Antibiotic-resistant infections are a growing threat worldwide. Instead of culturing bacteria in the traditional way and testing their response to antibiotics, laboratories are increasingly analyzing bacterial genetic material to spot resistance early. From DNA sequences of a pathogen, researchers can deduce its resistance mechanisms and identify effective treatment options. Computer programs that "learn" from existing sequencing data are a promising way to predict which antibiotics will work and which will not. However, these technologies also have shortcomings: One often underestimated challenge is the assumptions made by the computer-based methods themselves.
Researchers from the Helmholtz Institute for RNA-based Infection Research (HIRI) in Würzburg, a site of the Braunschweig Helmholtz Centre for Infection Research (HZI) in cooperation with the Julius-Maximilians-Universität Würzburg (JMU), together with the University of Birmingham in the United Kingdom, have been able to demonstrate that these very assumptions can lead to overly optimistic results regarding how well the prediction works, and can thus distort its significance.
Most classic machine learning methods—technologies that learn from data and recognize patterns independently without explicit programming—require training data to be independently and identically distributed. However, this is not the case with bacterial samples: Closely related bacteria share many common characteristics. During an epidemic, "successful" variants quickly prevail. If they multiply rapidly because they have defense mechanisms against antibiotics, among other things, then other characteristics are automatically spread as well – even if they are not related to resistance.

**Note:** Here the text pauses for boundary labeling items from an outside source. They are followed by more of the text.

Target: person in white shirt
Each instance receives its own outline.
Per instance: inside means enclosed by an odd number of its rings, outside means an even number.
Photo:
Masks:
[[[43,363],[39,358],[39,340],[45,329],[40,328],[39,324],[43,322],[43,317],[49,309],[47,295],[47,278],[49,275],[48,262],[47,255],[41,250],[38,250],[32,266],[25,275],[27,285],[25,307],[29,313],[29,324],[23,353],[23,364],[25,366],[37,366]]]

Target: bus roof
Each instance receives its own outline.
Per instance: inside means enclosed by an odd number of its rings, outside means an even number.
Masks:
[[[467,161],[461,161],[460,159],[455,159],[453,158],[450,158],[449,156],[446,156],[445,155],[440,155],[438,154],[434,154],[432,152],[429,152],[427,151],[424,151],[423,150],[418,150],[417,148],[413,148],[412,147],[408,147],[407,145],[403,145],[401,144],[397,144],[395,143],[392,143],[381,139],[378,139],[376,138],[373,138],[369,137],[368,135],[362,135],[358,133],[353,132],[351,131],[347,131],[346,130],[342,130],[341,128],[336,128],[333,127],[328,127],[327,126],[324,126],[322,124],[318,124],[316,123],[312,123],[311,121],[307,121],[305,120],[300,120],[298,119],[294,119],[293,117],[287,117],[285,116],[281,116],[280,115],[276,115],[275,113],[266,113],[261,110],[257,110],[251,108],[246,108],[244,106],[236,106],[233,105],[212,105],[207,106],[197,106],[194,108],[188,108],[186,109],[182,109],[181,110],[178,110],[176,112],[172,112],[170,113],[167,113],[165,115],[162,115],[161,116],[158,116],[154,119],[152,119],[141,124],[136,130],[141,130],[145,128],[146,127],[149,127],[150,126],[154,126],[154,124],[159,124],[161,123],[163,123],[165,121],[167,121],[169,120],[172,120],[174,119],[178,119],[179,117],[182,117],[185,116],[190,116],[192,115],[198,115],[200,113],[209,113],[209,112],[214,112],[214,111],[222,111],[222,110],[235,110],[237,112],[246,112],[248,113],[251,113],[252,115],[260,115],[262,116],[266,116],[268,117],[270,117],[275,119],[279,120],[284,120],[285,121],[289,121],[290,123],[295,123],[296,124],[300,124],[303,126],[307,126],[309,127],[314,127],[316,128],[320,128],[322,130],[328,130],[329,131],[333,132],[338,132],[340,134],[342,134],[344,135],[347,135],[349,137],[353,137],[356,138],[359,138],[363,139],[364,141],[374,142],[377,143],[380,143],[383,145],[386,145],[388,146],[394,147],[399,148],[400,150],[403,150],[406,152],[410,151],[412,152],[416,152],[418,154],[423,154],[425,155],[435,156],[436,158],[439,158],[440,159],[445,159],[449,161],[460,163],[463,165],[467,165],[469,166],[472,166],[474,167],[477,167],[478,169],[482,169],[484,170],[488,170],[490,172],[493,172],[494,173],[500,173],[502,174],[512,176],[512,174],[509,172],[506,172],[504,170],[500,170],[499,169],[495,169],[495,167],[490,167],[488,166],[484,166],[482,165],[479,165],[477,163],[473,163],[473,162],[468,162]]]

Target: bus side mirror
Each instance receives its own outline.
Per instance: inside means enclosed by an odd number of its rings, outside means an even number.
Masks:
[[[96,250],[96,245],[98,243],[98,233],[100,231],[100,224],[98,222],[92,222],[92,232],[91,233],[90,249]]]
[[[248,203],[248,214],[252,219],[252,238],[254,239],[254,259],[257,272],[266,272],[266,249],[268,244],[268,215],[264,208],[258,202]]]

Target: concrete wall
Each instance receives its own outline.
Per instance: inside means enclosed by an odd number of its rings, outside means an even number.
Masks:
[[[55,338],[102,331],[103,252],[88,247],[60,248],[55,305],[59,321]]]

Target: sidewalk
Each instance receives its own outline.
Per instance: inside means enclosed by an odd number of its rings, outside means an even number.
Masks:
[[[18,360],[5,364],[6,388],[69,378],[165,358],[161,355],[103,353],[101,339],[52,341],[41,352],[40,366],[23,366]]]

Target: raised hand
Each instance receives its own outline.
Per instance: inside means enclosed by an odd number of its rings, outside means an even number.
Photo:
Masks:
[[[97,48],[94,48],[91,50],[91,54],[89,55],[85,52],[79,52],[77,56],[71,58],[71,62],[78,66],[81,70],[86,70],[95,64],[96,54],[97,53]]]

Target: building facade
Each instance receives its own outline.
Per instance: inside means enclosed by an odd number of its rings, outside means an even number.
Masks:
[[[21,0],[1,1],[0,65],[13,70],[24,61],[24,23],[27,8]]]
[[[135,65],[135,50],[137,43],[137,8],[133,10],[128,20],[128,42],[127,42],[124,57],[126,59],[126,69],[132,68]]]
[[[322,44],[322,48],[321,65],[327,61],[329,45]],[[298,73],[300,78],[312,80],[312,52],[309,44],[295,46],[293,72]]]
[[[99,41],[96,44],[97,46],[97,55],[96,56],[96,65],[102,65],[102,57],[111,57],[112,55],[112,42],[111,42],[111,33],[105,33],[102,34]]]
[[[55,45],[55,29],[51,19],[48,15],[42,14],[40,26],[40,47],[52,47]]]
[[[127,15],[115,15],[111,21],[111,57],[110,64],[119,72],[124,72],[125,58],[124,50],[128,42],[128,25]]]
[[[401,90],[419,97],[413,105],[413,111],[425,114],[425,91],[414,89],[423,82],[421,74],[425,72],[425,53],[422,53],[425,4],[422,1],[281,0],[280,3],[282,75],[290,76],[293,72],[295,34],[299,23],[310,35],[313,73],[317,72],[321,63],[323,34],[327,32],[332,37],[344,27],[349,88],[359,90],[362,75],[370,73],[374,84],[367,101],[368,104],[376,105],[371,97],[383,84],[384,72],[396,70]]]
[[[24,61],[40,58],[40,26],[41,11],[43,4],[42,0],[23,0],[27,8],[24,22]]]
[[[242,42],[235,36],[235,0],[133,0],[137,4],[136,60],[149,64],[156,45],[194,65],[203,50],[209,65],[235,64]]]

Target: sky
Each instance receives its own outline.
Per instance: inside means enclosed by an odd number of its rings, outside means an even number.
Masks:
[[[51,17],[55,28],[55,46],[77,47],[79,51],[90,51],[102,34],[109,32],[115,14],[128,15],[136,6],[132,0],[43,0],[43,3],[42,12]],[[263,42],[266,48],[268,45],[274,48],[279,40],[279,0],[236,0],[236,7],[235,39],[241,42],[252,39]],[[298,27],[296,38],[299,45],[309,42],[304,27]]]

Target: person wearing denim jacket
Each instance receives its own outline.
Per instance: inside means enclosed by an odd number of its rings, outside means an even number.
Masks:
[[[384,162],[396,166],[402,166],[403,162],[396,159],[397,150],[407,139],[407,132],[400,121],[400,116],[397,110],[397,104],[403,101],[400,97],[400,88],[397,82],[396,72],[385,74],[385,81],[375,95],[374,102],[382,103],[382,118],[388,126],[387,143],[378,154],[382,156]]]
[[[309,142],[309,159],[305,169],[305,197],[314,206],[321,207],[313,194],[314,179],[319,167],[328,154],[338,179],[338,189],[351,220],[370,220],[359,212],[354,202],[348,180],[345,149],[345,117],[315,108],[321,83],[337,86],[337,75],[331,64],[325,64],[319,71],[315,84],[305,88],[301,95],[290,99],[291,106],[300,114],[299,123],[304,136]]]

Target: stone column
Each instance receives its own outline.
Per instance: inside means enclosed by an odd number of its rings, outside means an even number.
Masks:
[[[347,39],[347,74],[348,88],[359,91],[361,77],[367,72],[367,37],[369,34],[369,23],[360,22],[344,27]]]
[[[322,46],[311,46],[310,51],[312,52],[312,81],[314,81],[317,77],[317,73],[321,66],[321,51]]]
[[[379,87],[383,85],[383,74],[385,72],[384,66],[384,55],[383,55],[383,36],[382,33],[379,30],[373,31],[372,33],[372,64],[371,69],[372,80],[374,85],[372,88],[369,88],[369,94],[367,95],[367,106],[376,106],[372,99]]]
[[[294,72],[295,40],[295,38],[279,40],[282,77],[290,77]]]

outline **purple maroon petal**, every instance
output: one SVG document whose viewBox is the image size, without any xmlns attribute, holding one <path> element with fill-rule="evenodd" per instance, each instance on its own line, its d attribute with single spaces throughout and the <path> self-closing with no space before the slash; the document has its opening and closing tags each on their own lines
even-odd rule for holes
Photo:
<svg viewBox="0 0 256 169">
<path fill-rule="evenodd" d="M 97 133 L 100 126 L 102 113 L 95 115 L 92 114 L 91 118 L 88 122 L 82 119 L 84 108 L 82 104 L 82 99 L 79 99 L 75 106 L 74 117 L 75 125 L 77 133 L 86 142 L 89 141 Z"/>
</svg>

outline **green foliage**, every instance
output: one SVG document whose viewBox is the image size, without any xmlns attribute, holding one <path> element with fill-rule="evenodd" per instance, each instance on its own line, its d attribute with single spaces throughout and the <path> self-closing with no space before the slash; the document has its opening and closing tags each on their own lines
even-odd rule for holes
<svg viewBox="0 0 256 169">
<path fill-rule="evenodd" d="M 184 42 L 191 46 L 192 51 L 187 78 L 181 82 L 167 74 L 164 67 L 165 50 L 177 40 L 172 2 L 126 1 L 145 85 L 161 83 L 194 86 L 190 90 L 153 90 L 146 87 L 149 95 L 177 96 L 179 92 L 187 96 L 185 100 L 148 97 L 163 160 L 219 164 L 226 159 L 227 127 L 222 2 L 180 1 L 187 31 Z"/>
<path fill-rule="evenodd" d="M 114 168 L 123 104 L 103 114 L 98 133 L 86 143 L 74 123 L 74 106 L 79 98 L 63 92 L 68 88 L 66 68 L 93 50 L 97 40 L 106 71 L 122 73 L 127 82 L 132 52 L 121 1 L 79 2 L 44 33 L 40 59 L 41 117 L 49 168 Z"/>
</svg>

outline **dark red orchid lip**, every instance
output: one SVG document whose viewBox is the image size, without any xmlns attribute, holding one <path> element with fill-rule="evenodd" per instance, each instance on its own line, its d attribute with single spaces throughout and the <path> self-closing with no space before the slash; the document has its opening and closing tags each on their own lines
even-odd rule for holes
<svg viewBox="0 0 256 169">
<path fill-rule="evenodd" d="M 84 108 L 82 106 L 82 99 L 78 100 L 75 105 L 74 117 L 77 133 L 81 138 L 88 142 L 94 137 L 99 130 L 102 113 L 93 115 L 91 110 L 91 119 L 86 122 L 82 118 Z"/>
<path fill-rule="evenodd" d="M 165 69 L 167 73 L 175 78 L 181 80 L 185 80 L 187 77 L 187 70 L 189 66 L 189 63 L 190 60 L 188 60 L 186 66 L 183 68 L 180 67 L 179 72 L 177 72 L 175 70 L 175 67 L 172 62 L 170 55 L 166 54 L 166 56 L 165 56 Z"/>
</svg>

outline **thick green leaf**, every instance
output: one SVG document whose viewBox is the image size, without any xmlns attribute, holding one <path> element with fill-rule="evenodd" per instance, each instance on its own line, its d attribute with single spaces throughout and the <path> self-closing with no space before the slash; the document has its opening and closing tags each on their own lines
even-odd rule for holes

This can create the false impression that certain genetic characteristics are directly linked to resistance when, in reality, they only co-occur because the pathogens are related. The algorithms therefore learn to predict related strains rather than resistance itself.
24,000 genomes from five bacterial species
"In this project, we analyzed more than 24,000 genomes, the entirety of all genetic information, from five major disease-causing bacterial species," says Lars Barquist, a scientist associated with HIRI and professor at the University of Toronto in Canada. Barquist initiated the study, which was published in PLOS Biology, as the corresponding author. The bacteria in question are the gastrointestinal and urinary tract pathogen Escherichia coli, the opportunistic pathogen Klebsiella pneumoniae, the gastrointestinal pathogen Salmonella enterica, the skin commensal and opportunistic pathogen Staphylococcus aureus, and the main cause of community-acquired pneumonia, Streptococcus pneumoniae. For these germs, common machine learning methods provide an overly positive picture of how well resistance prediction works.
"We wanted to investigate how biased sampling affects the performance of machine learning tools for predicting resistance," says Barquist. The researchers constructed scenarios where resistance is entangled with bacterial family trees. Thus, they were able to show that conventional approaches can lead to overly optimistic results that cannot be generalized. "When the models are evaluated more realistically by ensuring that the training and test bacteria do not come from the same genetic family, the accuracy drops—sometimes sharply," notes first author Yanying Yu, who pursued her PhD in Lars Barquist's lab. These results suggest that models which do not account for evolutionary relationships among bacteria may fail to capture true resistance signals, thereby limiting their ability to make accurate predictions in previously unseen strains. As a consequence, such methods are unlikely to provide reliable guidance for precision treatment as new pathogenic lineages emerge.
The study provides a comprehensive overview of the extent of this problem: "Many previous method evaluations were probably too optimistic," concludes Barquist. "In order to develop reliable tools for predicting antibiotic resistance, it is essential to consider the evolutionary relationships of bacteria," notes Yu.
The research results provide valuable starting points for the development of improved testing methods and data sets and can serve as a guide for future models and monitoring systems. In this way, they promote new methodological approaches that take into account the structure of bacterial populations and thus enable more accurate predictions.